A presença conjunta de rei Charles III, rainha Camilla, príncipe William e Kate Middleton foi vista por analistas como uma tentativa de demonstrar estabilidade e unidade dentro da monarquia em um momento de pressões políticas e desafios de imagem.
Além do aspecto institucional, o evento também costuma ter grande visibilidade pública e midiática, sendo amplamente acompanhado por fãs da família real e observadores internacionais.
O gesto espontâneo de Kate que viralizou
Dentro da Westminster Abbey, um momento aparentemente simples envolvendo Kate, princesa de Gales, acabou chamando atenção nas redes sociais e na imprensa.
Durante a cerimônia, Kate percebeu que estava sendo fotografada por Arthur Edwards, um dos fotógrafos mais conhecidos da cobertura da família real britânica.
Edwards trabalha registrando eventos da monarquia há décadas e acompanha a família real desde os anos 1970, tendo fotografado momentos históricos como casamentos, turnês internacionais e cerimônias oficiais.
Ao reconhecer o fotógrafo, a princesa de Gales sorriu e aparentemente disse “olá” na direção dele, gesticulando discretamente com as mãos.
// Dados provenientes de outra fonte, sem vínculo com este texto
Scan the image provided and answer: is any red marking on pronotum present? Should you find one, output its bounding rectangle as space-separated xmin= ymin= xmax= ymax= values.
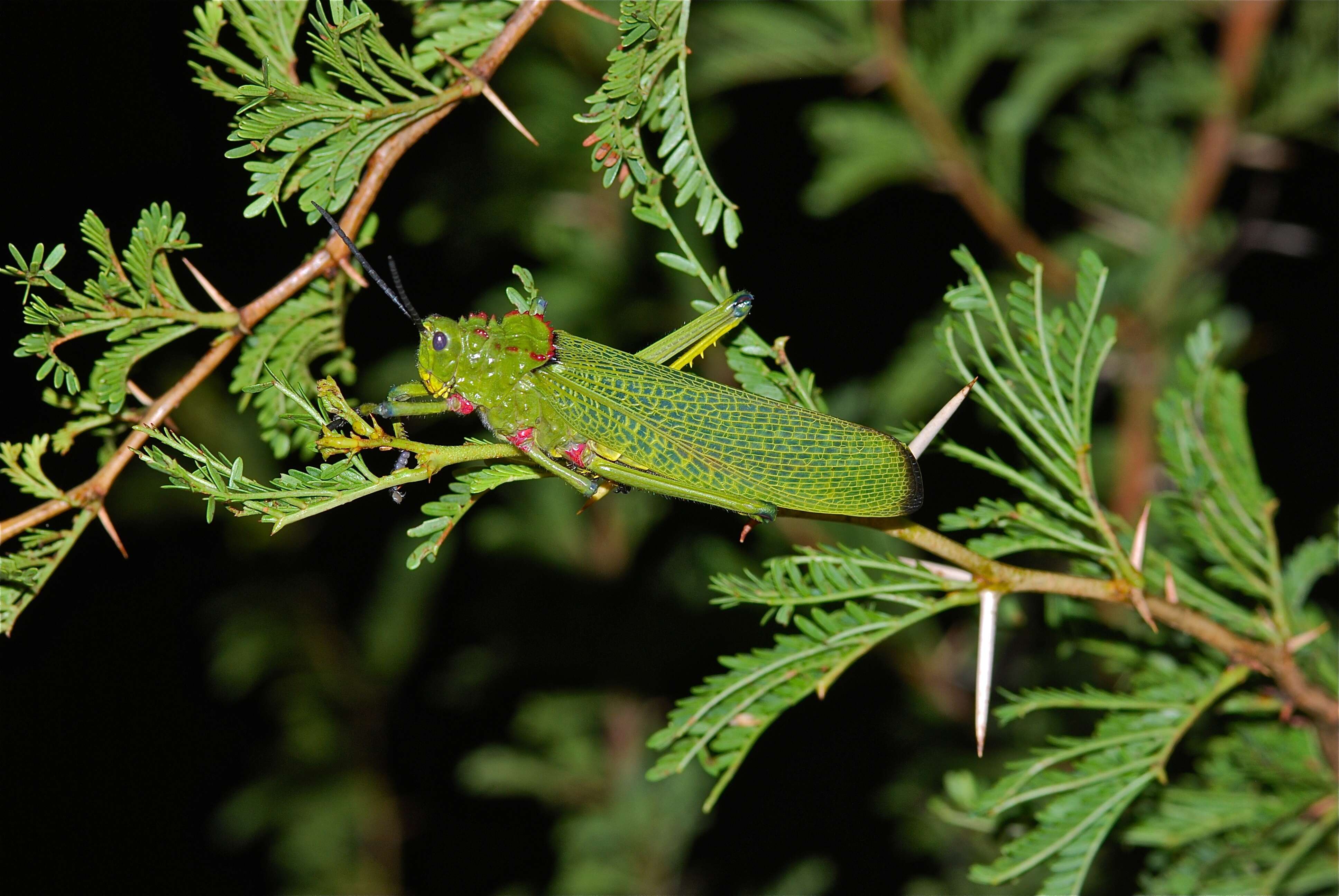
xmin=562 ymin=442 xmax=591 ymax=466
xmin=506 ymin=426 xmax=534 ymax=451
O gesto espontâneo foi captado pelas câmeras e rapidamente compartilhado nas redes sociais, onde muitos fãs elogiaram a naturalidade da princesa.
A breve interação foi interpretada como um exemplo da relação de longa data entre membros da família real e fotógrafos veteranos que acompanham a monarquia há muitos anos.
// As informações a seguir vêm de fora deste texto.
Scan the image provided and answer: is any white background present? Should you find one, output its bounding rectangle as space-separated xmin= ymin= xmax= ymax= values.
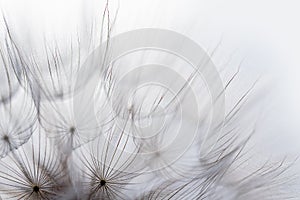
xmin=0 ymin=0 xmax=300 ymax=162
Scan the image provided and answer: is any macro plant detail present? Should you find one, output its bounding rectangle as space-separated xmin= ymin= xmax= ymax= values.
xmin=0 ymin=1 xmax=300 ymax=200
A crise envolvendo o príncipe Andrew
Apesar do tom cerimonial do Dia de Commonwealth, o contexto político e institucional da monarquia tem sido marcado por novas discussões envolvendo Andrew, irmão mais novo do rei Charles.
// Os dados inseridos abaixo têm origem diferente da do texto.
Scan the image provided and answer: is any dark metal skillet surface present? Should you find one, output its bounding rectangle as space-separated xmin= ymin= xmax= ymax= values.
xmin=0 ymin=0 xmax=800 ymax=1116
Andrew perdeu títulos militares e funções oficiais nos últimos anos após uma série de controvérsias relacionadas às suas ligações com Jeffrey Epstein, financista condenado por crimes sexuais. O príncipe sempre negou qualquer irregularidade.
Embora tenha sido afastado da vida pública e deixado de exercer funções reais, Andrew ainda permanece na linha de sucessão ao trono britânico, o que tem gerado pressão pública e política para que seja oficialmente removido dessa posição.
O tema voltou a ganhar destaque recentemente, alimentando debates sobre possíveis mudanças nas regras de sucessão.
Debate sobre remover Andrew da linha de sucessão
Fontes e analistas da monarquia afirmam que Charles pode discutir, nos bastidores, a possibilidade de retirar Andrew da linha de sucessão.
No entanto, uma mudança desse tipo não poderia ser feita apenas por decisão do rei. Alterações nas regras de sucessão exigiriam aprovação do Parlamento britânico e também o consentimento dos países da Commonwealth que reconhecem o monarca britânico como chefe de Estado.
Entre esses países estão Canadá, Austrália e Nova Zelândia, o que torna qualquer mudança um processo político e jurídico relativamente complexo.
Especialistas apontam que o debate pode ganhar força nos próximos anos, especialmente se a permanência de Andrew na sucessão continuar sendo vista como um risco à reputação da monarquia.

O papel da Commonwealth em transformação
A própria Commonwealth of Nations (Comunidade das Nações) também passa por um momento de transformação. Nos últimos anos, alguns países têm discutido a possibilidade de se tornarem repúblicas e reduzir seus vínculos institucionais com a coroa britânica.
Nações do Caribe, por exemplo, já manifestaram interesse em revisar suas estruturas constitucionais e substituir o monarca britânico como chefe de Estado.
Diante desse cenário, eventos como o Commonwealth Day assumem um papel ainda mais importante para a diplomacia simbólica da monarquia, reforçando mensagens de cooperação, diversidade cultural e parceria internacional.
Mesmo com os protestos do lado de fora da Westminster Abbey, a cerimônia seguiu normalmente, com discursos e apresentações que destacaram os laços históricos e culturais entre os países do bloco.
Para a família real, o encontro representou mais uma oportunidade de projetar estabilidade institucional enquanto, nos bastidores, continuam as discussões sobre o futuro e os desafios da monarquia britânica no século XXI.